Second, we demonstrate the emergence of antibiotic tolerance in replicating M. kansasii. This tolerance likely is induced by multiple different efflux pumps, similar to findings in M. avium and M. tuberculosis with several different pharmacophores (1820). These efflux pumps can be overcome either with higher drug dose or the employment of efflux pump inhibitors. Early efflux pump induction also may be important in enabling the development of gene mutations associated with high-level drug resistance in the “antibiotic resistance arrow of time” (20, 32).

Third, we demonstrate that the efficacy of moxifloxacin against M. kansasii is high. Thus, moxifloxacin could be an important addition to the treatment regimen that could shorten therapy. Based on Monte Carlo simulations, we propose that this is best achieved by a clinical dose of 800 mg a day. Such doses have been administered in the clinic for tuberculosis with no increased toxicity compared to that of the standard dose (3335). This higher dose would simultaneously achieve higher efficacy and overcome drug tolerance. Nevertheless, more safety studies will need to be performed for these nonapproved doses.

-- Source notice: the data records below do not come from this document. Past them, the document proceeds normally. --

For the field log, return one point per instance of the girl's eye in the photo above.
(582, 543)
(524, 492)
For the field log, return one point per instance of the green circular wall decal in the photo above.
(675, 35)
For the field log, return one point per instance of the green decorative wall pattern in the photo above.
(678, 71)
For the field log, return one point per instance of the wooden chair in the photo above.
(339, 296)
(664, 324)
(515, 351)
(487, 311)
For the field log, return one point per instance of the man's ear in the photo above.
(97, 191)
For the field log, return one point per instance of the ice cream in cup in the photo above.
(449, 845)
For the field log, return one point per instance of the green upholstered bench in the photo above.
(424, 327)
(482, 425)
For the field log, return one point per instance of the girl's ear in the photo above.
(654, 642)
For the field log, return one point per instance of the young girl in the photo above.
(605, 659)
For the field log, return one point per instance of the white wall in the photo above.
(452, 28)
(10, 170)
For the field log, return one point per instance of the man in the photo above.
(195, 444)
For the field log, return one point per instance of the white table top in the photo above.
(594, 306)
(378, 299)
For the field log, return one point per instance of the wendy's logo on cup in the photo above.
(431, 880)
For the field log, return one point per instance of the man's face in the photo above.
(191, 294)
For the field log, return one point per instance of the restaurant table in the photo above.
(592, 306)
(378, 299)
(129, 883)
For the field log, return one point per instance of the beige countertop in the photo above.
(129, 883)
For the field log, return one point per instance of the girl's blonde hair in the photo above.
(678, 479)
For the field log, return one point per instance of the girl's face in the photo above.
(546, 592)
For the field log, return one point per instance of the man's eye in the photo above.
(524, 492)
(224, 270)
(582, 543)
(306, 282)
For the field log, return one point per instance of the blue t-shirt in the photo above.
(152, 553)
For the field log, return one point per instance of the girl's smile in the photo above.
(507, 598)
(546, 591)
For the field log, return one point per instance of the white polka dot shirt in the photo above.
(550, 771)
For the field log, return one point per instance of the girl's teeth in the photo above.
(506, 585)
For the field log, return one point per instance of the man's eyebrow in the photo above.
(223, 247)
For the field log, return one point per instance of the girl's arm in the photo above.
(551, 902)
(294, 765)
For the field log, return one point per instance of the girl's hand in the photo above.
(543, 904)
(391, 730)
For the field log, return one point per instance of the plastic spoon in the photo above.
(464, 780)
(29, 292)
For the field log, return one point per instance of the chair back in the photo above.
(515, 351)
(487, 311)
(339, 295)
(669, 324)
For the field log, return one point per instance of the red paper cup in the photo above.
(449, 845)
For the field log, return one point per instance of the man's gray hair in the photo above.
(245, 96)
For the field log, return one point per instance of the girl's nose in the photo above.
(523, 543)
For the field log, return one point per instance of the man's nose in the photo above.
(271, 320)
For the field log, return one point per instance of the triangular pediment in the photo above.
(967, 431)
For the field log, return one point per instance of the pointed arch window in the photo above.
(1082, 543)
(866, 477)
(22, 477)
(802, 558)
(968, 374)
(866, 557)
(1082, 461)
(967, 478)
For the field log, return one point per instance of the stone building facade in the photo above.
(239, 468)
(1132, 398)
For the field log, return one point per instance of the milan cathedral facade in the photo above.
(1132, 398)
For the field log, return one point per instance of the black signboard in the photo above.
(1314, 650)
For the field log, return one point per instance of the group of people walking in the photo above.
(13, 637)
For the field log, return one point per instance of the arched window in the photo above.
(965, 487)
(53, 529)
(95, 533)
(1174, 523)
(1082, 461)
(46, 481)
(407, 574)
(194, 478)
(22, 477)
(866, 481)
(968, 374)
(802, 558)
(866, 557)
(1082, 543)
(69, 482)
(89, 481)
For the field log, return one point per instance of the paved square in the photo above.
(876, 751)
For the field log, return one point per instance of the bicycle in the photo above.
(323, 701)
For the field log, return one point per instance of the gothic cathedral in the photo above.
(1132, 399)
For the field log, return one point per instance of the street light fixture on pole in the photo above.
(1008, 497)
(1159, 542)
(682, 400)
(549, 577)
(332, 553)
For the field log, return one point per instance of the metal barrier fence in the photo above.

Fourth, we propose a new susceptibility breakpoint for moxifloxacin for M. kansasii. We propose a susceptibility breakpoint of 0.25 mg/liter to classify isolates from patients with a greater or lesser chance to respond to moxifloxacin therapy. In the case of M. tuberculosis, such susceptibility breakpoints derived from hollow-fiber studies and Monte Carlo simulations have redefined multidrug resistance and have been found to be accurate based on actual clinical studies that examined patient response (3642). Thus, our proposed breakpoint likely will turn out to be accurate. The use of the resazurin assay would identify this much more rapidly than conventional methods. This relatively cost-effective assay does not need specialized equipment or highly skilled personnel to detect drug resistance.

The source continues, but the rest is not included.